Organisms precisely regulate cell size to ensure that daughter cells have sufficient cellular material to thrive or to create specific cell types: a tiny sperm versus a gargantuan egg for example. In single-celled organisms such as yeast and bacteria nutrient availability is the primary determinant of cell size. In animal cells size is controlled in large part by a molecule that senses the blood sugar dependent hormone insulin.
Petra Levin, Ph.D., Assistant Professor of Biology at Washington University in St. Louis, and her laboratory have recently identified a trio of enzymes that act in concert to link nutrient availability to cell size in the soil bacterium Bacillus subtilis.
Levin and her lab are looking into the factors that control the timing and position of cell division in B. subtilis. B. subtilis serves as the model system for a large family of bacteria that includes the causative agents of several important diseases, including anthrax and botulism. By learning how these simple organisms regulate division, we can better understand why this process goes awry in cancer cells resulting in uncontrolled growth and aberrant division.
A primary focus of the Levin labs research is a protein called FtsZ. FtsZ is an ancestor of tubulin, the protein that is responsible for distributing duplicated chromosomes between dividing human cells.
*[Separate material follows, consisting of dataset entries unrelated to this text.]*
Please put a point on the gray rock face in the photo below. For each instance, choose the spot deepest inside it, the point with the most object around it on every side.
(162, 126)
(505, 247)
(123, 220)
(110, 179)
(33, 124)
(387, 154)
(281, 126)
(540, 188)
In bacteria, FtsZ forms a ring at the future division site. The FtsZ ring then recruits all other components necessary for cell division and serves as the scaffolding for the entire division process.
The factors that regulate FtsZ ring formation determine when and where the cell is going to divide. Theoretically a cell could divide anywhere and at anytime, said Brad Weart, a graduate student in Levins lab. The cell has to very precisely restrain that process so that it only happens when and where the cell wants it to happen.